Expression Productions' True West handles Sam Shepard's script masterfully. Timothy Meehan's Lee drives the action with his menace, forcing his brother to stand up to him. John Gilligan's Austin is a study in peculiar contrast, attempted diplomacy that falls into animosity. The play starts in an awkward situation and continues to decline through discomfort and ends in destruction and fear.
Sam Shepard's work continues the experiment in the decay of the American nuclear family.
In Arthur Miller's Death of a Salesman and View from the Bridge and Tennessee Williams' Cat on a Hot Tim Roof, the family is fractured but still more or less intact.
In Williams' Streetcar Named Desire and Glass Menagerie, the family is irreparably broken yet still hanging on to the myth.

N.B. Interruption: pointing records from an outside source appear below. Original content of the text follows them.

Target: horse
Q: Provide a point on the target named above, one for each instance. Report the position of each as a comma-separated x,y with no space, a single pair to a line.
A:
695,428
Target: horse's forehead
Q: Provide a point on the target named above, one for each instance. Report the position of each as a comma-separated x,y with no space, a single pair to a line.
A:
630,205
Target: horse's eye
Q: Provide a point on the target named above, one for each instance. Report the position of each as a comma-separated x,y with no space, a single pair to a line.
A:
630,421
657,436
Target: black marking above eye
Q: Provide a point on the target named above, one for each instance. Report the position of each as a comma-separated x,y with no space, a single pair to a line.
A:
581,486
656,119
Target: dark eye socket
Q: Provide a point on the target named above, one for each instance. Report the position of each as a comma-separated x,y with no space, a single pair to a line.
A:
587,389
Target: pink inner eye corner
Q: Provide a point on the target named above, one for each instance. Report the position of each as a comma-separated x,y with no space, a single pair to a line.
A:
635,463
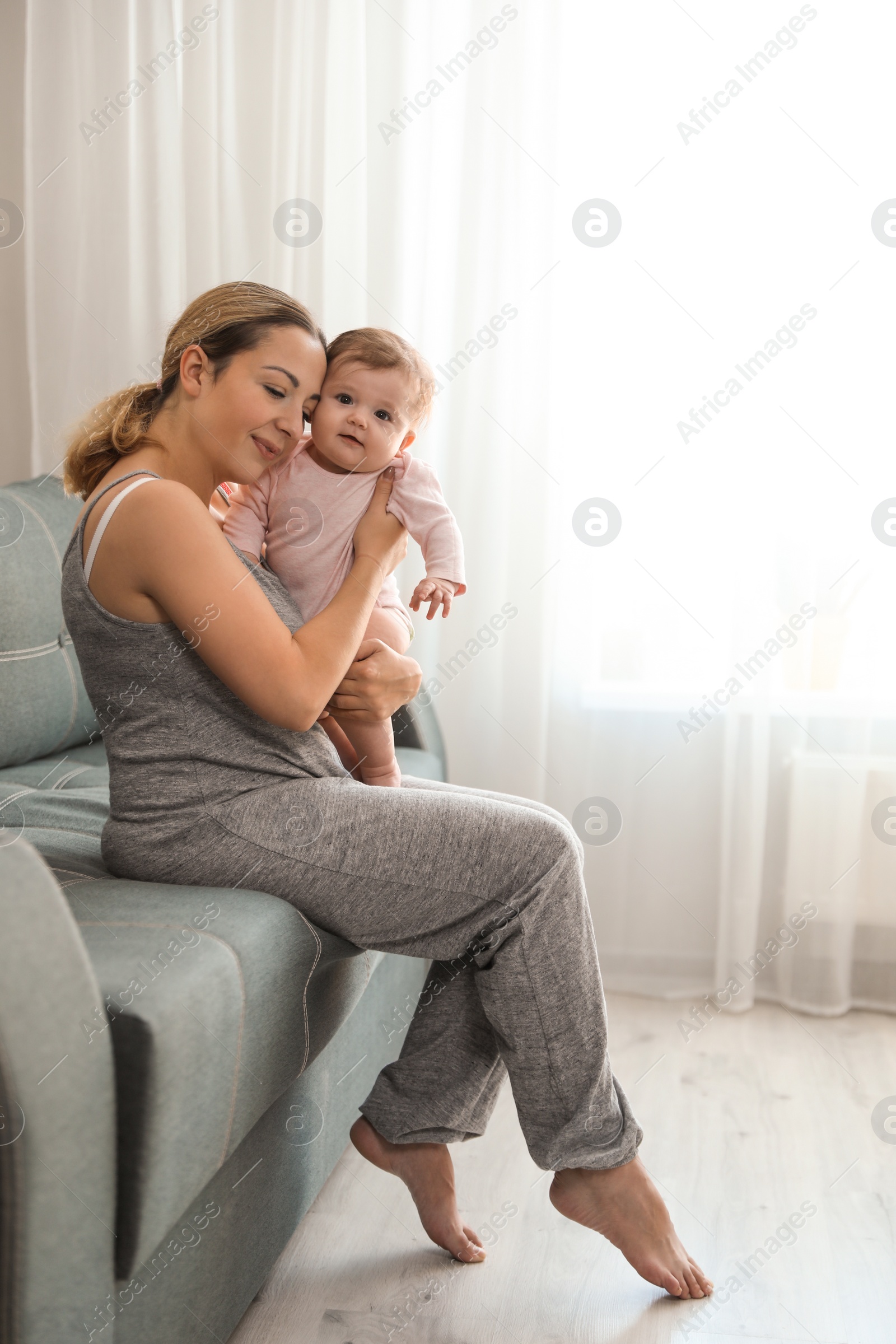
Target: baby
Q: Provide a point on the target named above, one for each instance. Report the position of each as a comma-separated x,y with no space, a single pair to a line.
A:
376,391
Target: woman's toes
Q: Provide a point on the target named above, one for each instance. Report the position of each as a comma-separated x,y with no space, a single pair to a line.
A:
469,1252
668,1280
691,1280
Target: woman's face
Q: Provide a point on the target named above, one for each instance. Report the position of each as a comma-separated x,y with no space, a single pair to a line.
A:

In Shepard's work the pieces are scattered over the wide western landscape and the fragments intermittently try to reunite in the same odd, accidental space, reaching for unity, but they do not know the first thing of how to go about reunion.
David Mamet's early plays take it one more step. The family is absent, possibly in touch by phone but never on stage. The characters are devoid of familiarity. They can only claw at each other in context-deficient desperation.
Theatre in San Francisco is a collection of experiences. Expression Productions is dedicated to the small stage, small cast model with the focus on the density of thought and action, providing the audience with an intimate experience.
True West plays at the Noh Space, 2840 Mariposa Street, San Francisco.